Amanda's Advice
The "C" - Word - Commitment
Dear Amanda,
My boyfriend's sister just told me that she has a crush on my older brother and I'm a bit worried about how things are going to develop. I really like her and I love my brother, but I know what he's like when it comes to girls: he has no desire to commit to anyone at the moment.
She, on the other hand, is looking for a long-term relationship and feels that she can change his mind about the commitment thing. The trouble Is, my boyfriend is very protective of his sister and I can't stand to hear my brother criticised, so I can see arguments developing between the two of us as a result of their relationship (or lack thereof).

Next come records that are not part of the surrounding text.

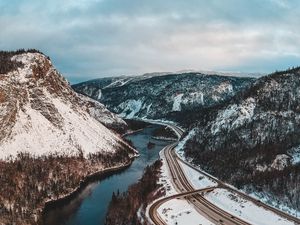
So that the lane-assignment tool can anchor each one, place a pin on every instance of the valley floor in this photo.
(180, 210)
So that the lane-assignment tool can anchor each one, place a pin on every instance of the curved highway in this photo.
(195, 197)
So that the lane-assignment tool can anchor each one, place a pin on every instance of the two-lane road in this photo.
(202, 205)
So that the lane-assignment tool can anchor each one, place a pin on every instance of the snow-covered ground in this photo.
(180, 212)
(165, 178)
(198, 180)
(244, 209)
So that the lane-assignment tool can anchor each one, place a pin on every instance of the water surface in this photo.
(90, 206)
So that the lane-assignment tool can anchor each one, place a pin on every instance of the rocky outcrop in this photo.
(159, 96)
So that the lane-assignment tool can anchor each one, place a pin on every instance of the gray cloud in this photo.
(93, 38)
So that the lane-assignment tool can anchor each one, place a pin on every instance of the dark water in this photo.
(90, 206)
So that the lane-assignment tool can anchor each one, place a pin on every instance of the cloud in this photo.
(89, 39)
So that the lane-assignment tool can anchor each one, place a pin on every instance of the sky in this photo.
(89, 39)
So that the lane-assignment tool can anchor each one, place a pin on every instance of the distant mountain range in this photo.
(243, 130)
(159, 95)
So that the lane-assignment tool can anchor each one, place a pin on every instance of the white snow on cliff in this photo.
(234, 116)
(49, 122)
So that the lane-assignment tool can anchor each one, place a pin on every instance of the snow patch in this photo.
(180, 212)
(234, 116)
(197, 179)
(244, 209)
(130, 108)
(35, 134)
(280, 162)
(180, 147)
(177, 102)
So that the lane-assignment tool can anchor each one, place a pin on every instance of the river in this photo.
(90, 206)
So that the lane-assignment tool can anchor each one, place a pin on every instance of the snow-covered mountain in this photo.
(157, 96)
(41, 114)
(253, 140)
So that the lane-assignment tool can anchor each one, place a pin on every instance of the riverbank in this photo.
(123, 207)
(96, 176)
(30, 184)
(89, 206)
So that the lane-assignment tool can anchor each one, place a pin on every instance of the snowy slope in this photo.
(41, 114)
(155, 96)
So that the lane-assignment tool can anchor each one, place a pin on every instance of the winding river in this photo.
(90, 206)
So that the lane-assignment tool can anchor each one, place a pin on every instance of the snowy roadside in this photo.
(244, 209)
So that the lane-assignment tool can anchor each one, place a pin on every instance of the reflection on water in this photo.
(90, 206)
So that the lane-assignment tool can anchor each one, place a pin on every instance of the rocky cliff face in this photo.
(158, 96)
(40, 113)
(51, 138)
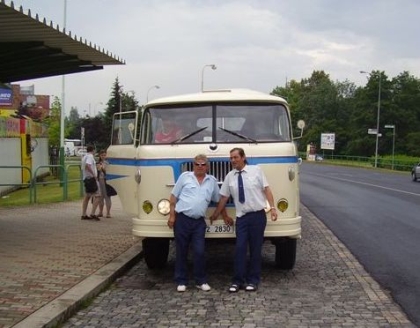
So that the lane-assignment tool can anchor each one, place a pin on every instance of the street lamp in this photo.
(63, 103)
(377, 116)
(392, 126)
(213, 67)
(151, 88)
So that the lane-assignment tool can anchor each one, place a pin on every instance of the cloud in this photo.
(255, 44)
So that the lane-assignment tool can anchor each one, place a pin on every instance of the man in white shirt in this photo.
(249, 188)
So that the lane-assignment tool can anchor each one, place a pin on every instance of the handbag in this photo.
(110, 190)
(91, 186)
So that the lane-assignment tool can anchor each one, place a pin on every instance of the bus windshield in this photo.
(221, 123)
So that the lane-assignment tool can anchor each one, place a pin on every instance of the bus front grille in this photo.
(219, 169)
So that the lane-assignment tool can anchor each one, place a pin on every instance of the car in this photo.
(415, 172)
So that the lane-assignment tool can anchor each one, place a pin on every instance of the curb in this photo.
(64, 306)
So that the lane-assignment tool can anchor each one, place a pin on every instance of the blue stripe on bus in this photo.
(178, 161)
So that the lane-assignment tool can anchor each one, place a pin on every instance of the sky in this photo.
(255, 44)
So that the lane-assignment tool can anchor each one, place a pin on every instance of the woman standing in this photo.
(105, 200)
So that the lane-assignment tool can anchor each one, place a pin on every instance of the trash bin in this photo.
(54, 160)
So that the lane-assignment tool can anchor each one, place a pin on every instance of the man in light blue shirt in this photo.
(189, 201)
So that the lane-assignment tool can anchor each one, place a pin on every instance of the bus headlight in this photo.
(147, 206)
(292, 173)
(282, 205)
(163, 207)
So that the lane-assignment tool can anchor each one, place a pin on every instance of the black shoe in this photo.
(234, 288)
(251, 288)
(95, 218)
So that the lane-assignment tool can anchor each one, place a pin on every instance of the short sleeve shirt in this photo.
(89, 159)
(254, 181)
(194, 198)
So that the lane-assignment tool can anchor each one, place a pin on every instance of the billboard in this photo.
(6, 98)
(327, 141)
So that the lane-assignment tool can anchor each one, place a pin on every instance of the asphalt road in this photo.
(376, 214)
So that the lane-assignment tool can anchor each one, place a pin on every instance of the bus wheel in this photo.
(155, 252)
(285, 253)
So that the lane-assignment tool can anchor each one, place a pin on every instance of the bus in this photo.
(74, 147)
(144, 171)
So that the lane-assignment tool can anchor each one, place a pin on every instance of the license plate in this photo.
(223, 228)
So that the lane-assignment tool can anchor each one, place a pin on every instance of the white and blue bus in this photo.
(144, 171)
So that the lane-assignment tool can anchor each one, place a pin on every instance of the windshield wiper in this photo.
(189, 135)
(238, 134)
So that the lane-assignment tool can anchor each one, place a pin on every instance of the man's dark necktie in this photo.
(241, 188)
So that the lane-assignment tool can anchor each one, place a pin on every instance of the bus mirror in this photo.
(301, 125)
(131, 129)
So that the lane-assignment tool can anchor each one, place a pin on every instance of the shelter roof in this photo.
(31, 48)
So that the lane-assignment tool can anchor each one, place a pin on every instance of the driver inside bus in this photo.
(169, 132)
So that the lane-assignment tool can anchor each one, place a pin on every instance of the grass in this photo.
(48, 190)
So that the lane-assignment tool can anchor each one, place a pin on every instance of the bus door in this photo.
(123, 161)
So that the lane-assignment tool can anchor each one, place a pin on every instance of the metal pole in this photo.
(377, 121)
(63, 110)
(147, 95)
(213, 67)
(393, 146)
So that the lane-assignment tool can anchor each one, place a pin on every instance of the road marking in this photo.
(370, 184)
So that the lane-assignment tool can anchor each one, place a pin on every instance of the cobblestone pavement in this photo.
(327, 288)
(45, 250)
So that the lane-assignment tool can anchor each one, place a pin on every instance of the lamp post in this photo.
(392, 126)
(151, 88)
(213, 67)
(377, 116)
(63, 109)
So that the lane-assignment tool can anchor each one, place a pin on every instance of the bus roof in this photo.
(218, 95)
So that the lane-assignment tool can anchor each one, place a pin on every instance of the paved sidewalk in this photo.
(50, 260)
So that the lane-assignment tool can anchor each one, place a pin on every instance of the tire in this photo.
(285, 253)
(155, 251)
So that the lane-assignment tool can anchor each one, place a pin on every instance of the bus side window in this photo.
(147, 134)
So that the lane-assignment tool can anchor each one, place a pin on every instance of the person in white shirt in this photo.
(249, 188)
(189, 201)
(90, 174)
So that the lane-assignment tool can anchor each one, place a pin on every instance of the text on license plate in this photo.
(223, 228)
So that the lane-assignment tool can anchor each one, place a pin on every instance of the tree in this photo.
(53, 123)
(119, 102)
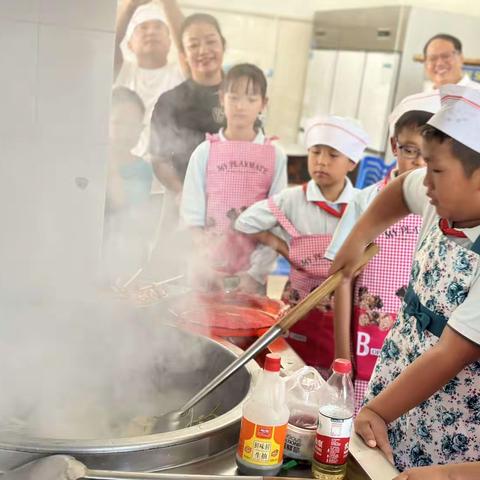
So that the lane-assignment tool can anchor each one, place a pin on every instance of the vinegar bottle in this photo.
(335, 420)
(264, 424)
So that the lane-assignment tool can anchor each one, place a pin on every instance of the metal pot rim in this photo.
(139, 443)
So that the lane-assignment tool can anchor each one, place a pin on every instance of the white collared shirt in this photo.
(465, 81)
(466, 318)
(299, 208)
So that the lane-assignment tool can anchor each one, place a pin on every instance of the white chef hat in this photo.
(425, 102)
(459, 116)
(144, 13)
(342, 134)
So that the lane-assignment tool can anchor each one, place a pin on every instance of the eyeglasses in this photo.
(445, 57)
(412, 153)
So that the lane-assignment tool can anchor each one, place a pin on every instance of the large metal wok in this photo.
(159, 451)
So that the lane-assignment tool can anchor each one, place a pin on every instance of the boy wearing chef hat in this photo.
(142, 45)
(299, 222)
(377, 294)
(423, 399)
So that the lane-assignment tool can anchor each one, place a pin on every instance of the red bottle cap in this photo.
(272, 362)
(340, 365)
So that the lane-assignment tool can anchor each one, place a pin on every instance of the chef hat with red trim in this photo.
(424, 102)
(342, 134)
(144, 13)
(459, 116)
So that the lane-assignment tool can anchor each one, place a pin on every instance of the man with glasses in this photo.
(444, 61)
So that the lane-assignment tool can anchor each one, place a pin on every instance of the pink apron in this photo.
(378, 295)
(312, 337)
(238, 175)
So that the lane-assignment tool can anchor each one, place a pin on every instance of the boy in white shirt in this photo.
(307, 217)
(377, 294)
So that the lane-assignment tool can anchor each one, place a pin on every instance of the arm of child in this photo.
(388, 208)
(166, 138)
(342, 320)
(415, 384)
(459, 471)
(193, 204)
(257, 221)
(125, 12)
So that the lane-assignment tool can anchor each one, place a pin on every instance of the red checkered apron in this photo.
(311, 337)
(238, 175)
(378, 295)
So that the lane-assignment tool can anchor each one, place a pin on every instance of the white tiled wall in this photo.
(56, 60)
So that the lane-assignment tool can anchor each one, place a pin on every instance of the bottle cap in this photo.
(272, 362)
(340, 365)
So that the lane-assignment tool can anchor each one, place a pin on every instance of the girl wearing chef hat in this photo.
(423, 399)
(304, 219)
(377, 293)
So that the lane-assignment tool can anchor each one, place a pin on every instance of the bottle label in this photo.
(261, 444)
(299, 442)
(332, 439)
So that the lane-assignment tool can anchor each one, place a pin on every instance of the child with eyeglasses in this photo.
(378, 291)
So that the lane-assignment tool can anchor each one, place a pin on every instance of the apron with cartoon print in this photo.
(378, 295)
(238, 175)
(311, 337)
(446, 427)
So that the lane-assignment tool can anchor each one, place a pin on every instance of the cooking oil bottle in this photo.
(335, 420)
(264, 423)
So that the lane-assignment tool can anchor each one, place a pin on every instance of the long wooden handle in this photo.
(120, 475)
(325, 289)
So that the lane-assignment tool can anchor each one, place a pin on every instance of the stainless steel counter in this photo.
(366, 464)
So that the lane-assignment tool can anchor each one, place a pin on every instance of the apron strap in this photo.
(269, 140)
(326, 207)
(282, 218)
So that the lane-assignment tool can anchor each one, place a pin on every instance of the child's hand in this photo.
(373, 429)
(436, 472)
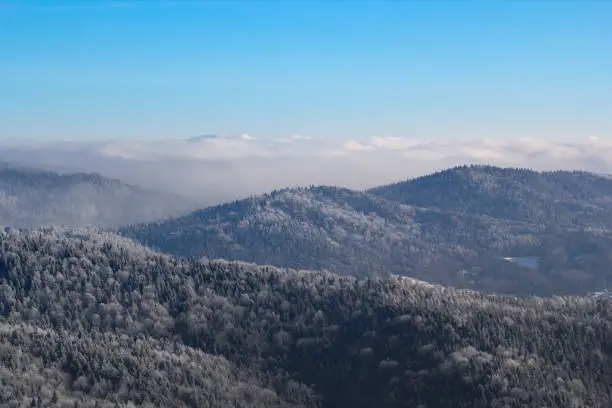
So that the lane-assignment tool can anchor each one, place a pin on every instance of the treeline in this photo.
(90, 318)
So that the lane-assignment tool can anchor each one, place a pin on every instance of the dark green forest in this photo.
(92, 319)
(455, 228)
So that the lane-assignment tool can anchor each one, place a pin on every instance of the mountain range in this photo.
(33, 198)
(90, 319)
(471, 227)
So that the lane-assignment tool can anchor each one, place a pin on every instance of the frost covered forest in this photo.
(370, 301)
(92, 319)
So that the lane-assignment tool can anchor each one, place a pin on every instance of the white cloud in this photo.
(218, 168)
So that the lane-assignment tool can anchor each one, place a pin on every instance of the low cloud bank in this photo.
(214, 169)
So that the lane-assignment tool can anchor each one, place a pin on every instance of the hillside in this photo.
(361, 234)
(345, 231)
(33, 198)
(560, 200)
(89, 318)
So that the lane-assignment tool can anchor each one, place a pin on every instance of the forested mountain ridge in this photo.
(88, 318)
(559, 199)
(362, 234)
(344, 231)
(34, 198)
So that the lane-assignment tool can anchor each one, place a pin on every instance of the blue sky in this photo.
(149, 70)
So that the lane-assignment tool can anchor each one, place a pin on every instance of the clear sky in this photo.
(461, 69)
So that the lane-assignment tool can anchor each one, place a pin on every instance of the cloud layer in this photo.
(218, 168)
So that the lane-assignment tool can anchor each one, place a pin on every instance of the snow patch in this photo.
(530, 262)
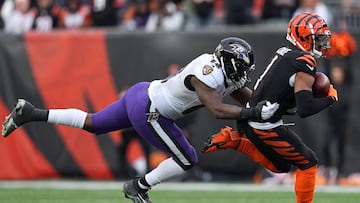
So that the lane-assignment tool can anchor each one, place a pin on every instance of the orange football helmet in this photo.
(310, 33)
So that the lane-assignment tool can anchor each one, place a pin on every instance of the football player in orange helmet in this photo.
(287, 81)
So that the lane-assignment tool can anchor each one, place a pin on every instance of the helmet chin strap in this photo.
(238, 84)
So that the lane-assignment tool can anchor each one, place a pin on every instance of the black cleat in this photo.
(135, 193)
(21, 114)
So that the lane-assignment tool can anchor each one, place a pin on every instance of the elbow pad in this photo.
(307, 105)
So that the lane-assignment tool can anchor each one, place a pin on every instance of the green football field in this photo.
(186, 193)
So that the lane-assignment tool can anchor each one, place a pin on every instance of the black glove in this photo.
(253, 113)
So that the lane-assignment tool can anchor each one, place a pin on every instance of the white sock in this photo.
(165, 170)
(70, 117)
(140, 166)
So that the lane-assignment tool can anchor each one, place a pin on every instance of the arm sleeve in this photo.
(307, 105)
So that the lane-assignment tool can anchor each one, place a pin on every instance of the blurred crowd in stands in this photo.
(19, 16)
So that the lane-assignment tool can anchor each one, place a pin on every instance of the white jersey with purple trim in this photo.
(175, 96)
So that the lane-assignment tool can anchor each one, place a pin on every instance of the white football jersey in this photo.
(174, 96)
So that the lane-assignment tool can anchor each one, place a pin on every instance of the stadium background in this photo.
(86, 69)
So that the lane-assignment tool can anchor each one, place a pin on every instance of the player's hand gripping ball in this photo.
(321, 85)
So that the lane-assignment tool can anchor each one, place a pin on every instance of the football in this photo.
(321, 85)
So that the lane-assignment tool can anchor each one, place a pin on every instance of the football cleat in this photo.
(132, 191)
(19, 115)
(227, 138)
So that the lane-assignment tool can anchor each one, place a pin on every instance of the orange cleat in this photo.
(225, 139)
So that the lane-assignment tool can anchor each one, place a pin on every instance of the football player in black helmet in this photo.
(151, 108)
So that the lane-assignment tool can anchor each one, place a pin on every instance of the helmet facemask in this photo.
(321, 44)
(237, 60)
(310, 33)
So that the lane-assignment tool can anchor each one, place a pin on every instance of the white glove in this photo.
(268, 110)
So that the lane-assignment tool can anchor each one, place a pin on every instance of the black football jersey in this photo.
(276, 83)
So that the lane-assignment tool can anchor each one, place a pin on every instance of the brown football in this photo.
(321, 85)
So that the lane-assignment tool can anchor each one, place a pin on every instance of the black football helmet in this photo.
(237, 60)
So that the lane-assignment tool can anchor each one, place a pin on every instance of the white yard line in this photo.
(193, 186)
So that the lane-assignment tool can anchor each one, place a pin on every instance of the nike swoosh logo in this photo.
(310, 67)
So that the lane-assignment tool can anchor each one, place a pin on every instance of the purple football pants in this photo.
(135, 110)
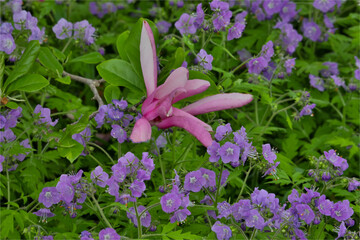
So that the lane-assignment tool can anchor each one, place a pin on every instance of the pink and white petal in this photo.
(190, 125)
(148, 58)
(176, 79)
(193, 87)
(218, 102)
(141, 131)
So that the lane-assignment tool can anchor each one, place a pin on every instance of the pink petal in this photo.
(192, 88)
(148, 58)
(176, 79)
(190, 123)
(218, 102)
(141, 131)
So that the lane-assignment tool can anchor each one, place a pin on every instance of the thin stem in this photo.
(100, 210)
(244, 183)
(103, 150)
(138, 218)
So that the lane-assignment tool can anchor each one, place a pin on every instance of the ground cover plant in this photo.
(179, 119)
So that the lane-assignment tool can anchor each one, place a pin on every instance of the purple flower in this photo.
(353, 184)
(84, 31)
(268, 154)
(44, 214)
(163, 26)
(185, 24)
(229, 152)
(289, 65)
(213, 151)
(137, 188)
(336, 160)
(194, 181)
(311, 30)
(222, 231)
(305, 213)
(118, 132)
(49, 196)
(108, 233)
(204, 59)
(222, 131)
(63, 29)
(7, 43)
(180, 215)
(235, 31)
(317, 82)
(324, 5)
(324, 205)
(256, 65)
(44, 115)
(99, 176)
(307, 110)
(341, 211)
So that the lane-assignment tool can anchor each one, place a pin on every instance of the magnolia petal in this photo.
(176, 79)
(192, 88)
(141, 131)
(148, 58)
(190, 124)
(218, 102)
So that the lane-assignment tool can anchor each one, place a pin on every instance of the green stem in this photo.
(100, 211)
(244, 183)
(138, 218)
(103, 150)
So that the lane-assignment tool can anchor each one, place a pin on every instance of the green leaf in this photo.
(120, 45)
(25, 63)
(111, 92)
(47, 59)
(29, 83)
(120, 73)
(90, 58)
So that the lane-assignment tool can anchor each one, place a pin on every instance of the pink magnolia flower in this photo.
(157, 109)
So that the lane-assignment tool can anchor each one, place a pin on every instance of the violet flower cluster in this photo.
(114, 115)
(82, 30)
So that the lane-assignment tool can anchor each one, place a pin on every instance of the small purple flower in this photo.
(180, 215)
(137, 188)
(268, 153)
(194, 181)
(49, 196)
(305, 213)
(163, 26)
(222, 131)
(44, 214)
(229, 152)
(99, 176)
(341, 211)
(324, 5)
(185, 24)
(311, 30)
(317, 83)
(235, 31)
(353, 184)
(222, 231)
(108, 233)
(256, 65)
(63, 29)
(204, 59)
(213, 151)
(307, 110)
(118, 132)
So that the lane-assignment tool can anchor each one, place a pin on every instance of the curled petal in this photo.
(148, 58)
(177, 79)
(218, 102)
(141, 131)
(192, 88)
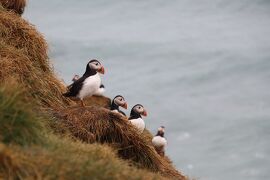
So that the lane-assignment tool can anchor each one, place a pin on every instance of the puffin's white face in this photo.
(120, 101)
(96, 65)
(161, 129)
(140, 109)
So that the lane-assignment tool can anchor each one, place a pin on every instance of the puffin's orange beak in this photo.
(102, 70)
(144, 113)
(124, 105)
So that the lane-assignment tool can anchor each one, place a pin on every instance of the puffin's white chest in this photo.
(90, 86)
(159, 141)
(139, 124)
(100, 92)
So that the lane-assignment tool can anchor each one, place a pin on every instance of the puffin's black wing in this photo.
(74, 89)
(122, 112)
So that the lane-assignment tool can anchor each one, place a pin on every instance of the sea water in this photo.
(200, 67)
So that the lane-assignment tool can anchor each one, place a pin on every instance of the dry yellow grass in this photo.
(23, 58)
(95, 124)
(16, 6)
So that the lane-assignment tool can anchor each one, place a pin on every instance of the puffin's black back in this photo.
(122, 112)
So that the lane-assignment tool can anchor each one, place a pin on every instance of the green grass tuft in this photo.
(18, 122)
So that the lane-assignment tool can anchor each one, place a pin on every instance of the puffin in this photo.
(75, 77)
(118, 101)
(88, 84)
(159, 142)
(99, 92)
(136, 117)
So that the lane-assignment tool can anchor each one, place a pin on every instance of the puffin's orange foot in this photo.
(82, 103)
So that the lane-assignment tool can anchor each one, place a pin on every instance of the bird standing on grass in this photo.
(88, 84)
(118, 101)
(136, 117)
(159, 141)
(99, 92)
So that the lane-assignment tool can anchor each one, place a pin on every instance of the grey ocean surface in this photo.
(201, 68)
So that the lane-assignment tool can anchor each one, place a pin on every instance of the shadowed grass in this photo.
(29, 149)
(95, 124)
(18, 124)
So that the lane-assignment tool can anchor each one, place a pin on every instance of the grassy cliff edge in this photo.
(45, 136)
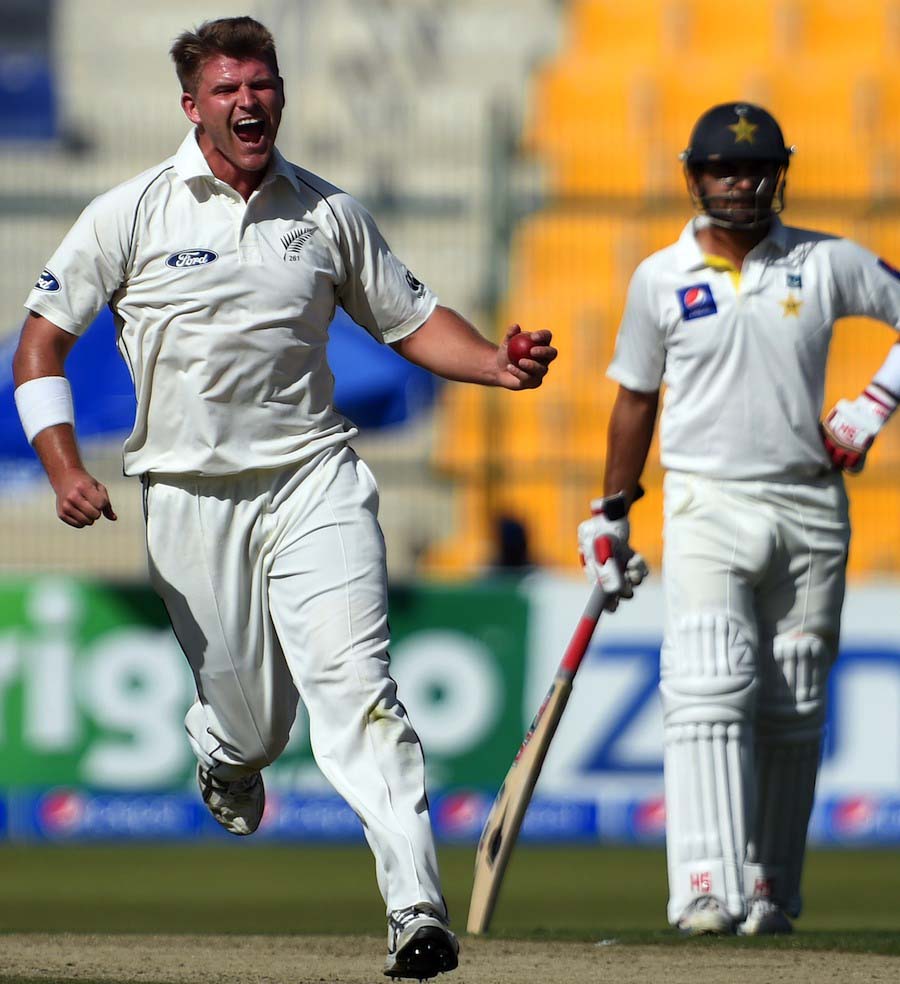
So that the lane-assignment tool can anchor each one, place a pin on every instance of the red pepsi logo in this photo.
(695, 295)
(854, 816)
(61, 811)
(696, 301)
(461, 814)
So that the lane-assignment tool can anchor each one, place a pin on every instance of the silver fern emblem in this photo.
(295, 240)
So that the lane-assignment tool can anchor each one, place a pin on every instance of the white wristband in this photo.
(888, 376)
(44, 402)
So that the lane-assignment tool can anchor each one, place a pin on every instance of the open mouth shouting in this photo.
(251, 131)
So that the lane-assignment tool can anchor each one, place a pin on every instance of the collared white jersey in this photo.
(222, 308)
(744, 367)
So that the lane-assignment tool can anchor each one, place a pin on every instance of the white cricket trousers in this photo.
(276, 585)
(754, 584)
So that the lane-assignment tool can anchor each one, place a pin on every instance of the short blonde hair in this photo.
(236, 37)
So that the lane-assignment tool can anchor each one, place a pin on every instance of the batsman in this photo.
(735, 318)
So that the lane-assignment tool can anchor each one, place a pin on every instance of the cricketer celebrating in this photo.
(736, 319)
(223, 266)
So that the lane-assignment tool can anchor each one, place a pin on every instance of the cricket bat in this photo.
(502, 825)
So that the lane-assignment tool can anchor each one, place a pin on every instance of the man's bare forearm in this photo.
(629, 436)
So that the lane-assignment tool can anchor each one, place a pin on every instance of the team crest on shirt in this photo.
(696, 301)
(46, 281)
(294, 241)
(189, 259)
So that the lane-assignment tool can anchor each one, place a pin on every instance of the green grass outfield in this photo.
(583, 893)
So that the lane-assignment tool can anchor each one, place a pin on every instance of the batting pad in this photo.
(790, 720)
(708, 692)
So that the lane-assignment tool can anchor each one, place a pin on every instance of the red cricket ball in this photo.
(519, 347)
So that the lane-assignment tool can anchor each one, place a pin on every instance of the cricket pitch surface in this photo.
(172, 959)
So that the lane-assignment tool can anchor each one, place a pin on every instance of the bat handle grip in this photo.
(581, 638)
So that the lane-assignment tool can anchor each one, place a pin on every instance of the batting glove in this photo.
(607, 558)
(850, 428)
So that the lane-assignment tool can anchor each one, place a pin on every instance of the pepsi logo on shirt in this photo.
(696, 301)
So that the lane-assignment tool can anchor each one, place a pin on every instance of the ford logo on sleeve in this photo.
(46, 281)
(696, 301)
(187, 258)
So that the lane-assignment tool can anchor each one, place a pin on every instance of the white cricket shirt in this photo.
(222, 308)
(744, 366)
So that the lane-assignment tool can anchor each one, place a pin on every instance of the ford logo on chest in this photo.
(186, 258)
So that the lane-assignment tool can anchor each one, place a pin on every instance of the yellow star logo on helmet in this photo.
(744, 130)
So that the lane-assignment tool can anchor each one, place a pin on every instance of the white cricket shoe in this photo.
(764, 918)
(420, 943)
(237, 805)
(706, 915)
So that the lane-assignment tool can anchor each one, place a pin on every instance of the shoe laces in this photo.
(401, 918)
(233, 787)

What should I do if it all blows up?
- Hayley
Mt. Pleasant
Dear Hayley,
This really is their problem, not yours. As a friend, you have already pointed out your concerns about your brother's willingness to commit. As a sister, you have no role to play in advising your brother on how to behave. As a girlfriend, you have the right to be treated with respect and be distinguished in your boyfriend's eyes from your brother. He has to understand that you cannot be held responsible for your brother's behaviour even though you choose not to engage in slanging matches about him
If ever the discussion about your brother and his sister comes up, you have to be prepared to be uninvolved and say, "I love my brother and I cannot bear it that you criticise him to me, so can we please drop it." If his sister is hurt, there is no reason why you cannot comfort her, as you would any friend, and even hear her comments about your brother. The key will be to refrain from "I told you so!
Basically, it has to be up to them or not to make their own choices, make their own mistakes - or not.